Margaret L. Cohen - 2014 FAC Representative

Margaret Cohen

Position: Undergrad Adelphi
Division: UMUC Adelphi
Category: Collegiate
Program: Global Business and Public Policy


I began with UMUC in 1987, as an instructor in the European division, teaching law, labor relations and philosophy. When I returned to the States, I taught as an adjunct from 1998-2006 in what became the Department of Global Business and Public Policy, and have been a Collegiate Professor since August 2006.

In the latter capacity, I served as Course Chair for Business Ethics and Employment Law, and as faculty advisor to the Global Business and Public Policy online student club. I have made presentations at UMUC conferences on Teaching Ethics Across the Business Curriculum, and at the SHRM Student Club, on the Employee Free Choice Act.

Before election to FAC, I attended and gave testimony at the Work Group on Adjunct Faculty and Graduate Students in the University of Maryland System, a workgroup convened by the Maryland legislature. The ultimate result of that group’s efforts was a new Adjunct policy, now approved by the Board of Regents and to be put into effect this fall. Implementation at UMUC includes a pay increase for adjuncts, the first in 8 years.

I have served on the Council of University System Faculty for the past year, and have worked, with my UMUC colleagues there, to bring shortcomings in UMUC shared governance to the attention of CUSF and of the System Chancellor.

As a member of our Faculty Advisory Council for the past two years, I have worked with like-minded FAC members to protest defects in shared governance, to propose changes in UMUC grievance procedures to better protect faculty, to fashion means to better communicate with faculty, and to critique methods used to massively transform the curriculum and culture of UMUC.

Before coming to UMUC, I practiced union-side labor law and worked as a legal editor on various employment and labor law publications.

Nomination Essay

I seek reelection to our Faculty Advisory Council because I continue to be concerned about the massive transformation of UMUC, a university that has historically fulfilled an important educational and social mission, and has provided creative and accomplished teachers an opportunity to participate in that mission.

I remain concerned about class sizes and about increasing mandated uniformity in teaching methods and in the assessment of student accomplishment. I remain concerned that UMUC has taken a direction in the treatment of faculty that suppresses individual contributions and special abilities born of real-world experience—what makes our faculty so unique—and that will reduce the ability of faculty to give our extremely diverse student body the individual attention that is often the basis of their individual success.

There has been little FAC or faculty input in the changes effected over the past two years—other than individual faculty participation in structured exercises, predetermined by administration or outside consultants.
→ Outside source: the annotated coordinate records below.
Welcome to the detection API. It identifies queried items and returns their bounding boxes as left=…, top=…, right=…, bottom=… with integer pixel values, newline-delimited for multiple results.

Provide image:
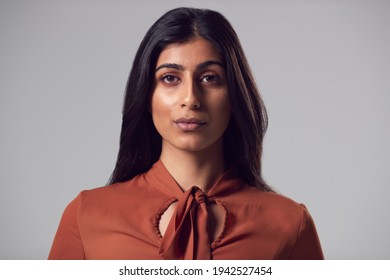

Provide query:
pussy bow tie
left=160, top=187, right=211, bottom=260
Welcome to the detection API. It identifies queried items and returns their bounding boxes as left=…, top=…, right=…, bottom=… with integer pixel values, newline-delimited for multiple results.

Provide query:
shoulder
left=221, top=185, right=311, bottom=235
left=228, top=185, right=306, bottom=215
left=76, top=174, right=168, bottom=208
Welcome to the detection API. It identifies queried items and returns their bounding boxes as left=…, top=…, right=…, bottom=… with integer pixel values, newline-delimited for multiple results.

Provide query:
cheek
left=150, top=92, right=172, bottom=130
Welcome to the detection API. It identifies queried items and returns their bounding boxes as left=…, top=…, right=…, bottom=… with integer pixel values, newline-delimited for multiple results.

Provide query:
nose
left=181, top=81, right=200, bottom=110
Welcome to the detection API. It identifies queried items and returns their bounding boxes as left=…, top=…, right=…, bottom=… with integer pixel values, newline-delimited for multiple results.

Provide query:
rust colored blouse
left=49, top=161, right=324, bottom=260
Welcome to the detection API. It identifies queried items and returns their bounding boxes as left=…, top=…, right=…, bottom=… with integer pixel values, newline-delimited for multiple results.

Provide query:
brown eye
left=200, top=74, right=221, bottom=83
left=160, top=74, right=179, bottom=84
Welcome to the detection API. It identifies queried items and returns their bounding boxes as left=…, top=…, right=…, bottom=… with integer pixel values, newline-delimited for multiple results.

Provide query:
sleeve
left=48, top=195, right=85, bottom=260
left=291, top=204, right=324, bottom=260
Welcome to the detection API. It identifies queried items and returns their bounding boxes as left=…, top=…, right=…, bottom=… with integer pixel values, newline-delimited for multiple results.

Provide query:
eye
left=200, top=74, right=221, bottom=83
left=160, top=74, right=180, bottom=84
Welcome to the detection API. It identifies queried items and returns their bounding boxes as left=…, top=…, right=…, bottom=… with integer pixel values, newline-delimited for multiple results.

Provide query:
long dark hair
left=109, top=8, right=271, bottom=191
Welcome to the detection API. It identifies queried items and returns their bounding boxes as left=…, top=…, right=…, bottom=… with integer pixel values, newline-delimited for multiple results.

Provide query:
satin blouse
left=49, top=161, right=324, bottom=260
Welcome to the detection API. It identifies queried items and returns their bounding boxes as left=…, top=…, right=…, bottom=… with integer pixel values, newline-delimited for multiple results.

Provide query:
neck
left=160, top=140, right=226, bottom=192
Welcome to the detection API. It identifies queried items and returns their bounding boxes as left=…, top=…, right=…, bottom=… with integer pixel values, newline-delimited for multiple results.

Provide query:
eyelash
left=160, top=74, right=222, bottom=84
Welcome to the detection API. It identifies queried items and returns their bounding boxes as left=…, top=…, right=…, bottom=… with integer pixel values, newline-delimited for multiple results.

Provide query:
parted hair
left=109, top=8, right=271, bottom=191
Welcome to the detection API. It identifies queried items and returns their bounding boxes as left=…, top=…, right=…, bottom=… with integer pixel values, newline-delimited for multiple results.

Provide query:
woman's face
left=150, top=39, right=231, bottom=152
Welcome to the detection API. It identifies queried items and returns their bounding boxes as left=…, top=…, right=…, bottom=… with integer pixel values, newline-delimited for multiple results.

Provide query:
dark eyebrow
left=156, top=63, right=184, bottom=72
left=155, top=60, right=225, bottom=72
Once decided upon or implemented, administration has sought, and sometimes not received, FAC approval.

FAC has protested this lack of shared governance to our Provost, and our CUSF members have reported this significant shortcoming to the Council of University System Faculty, and to the Chancellor of the Maryland University System. As a consequence, UMUC administration appears to be making greater efforts to inform FAC before academic and other institutional changes are made, and to seek some input.

Much more needs to be done, however, to enable UMUC to maintain its status as a world-class educational institution, and to protect and advance the individual and professional interests of its world-class faculty. For this reason I ask my colleagues for the privilege of continuing to serve your interests, and those of our remarkable students, as a member of the Faculty Advisory Council.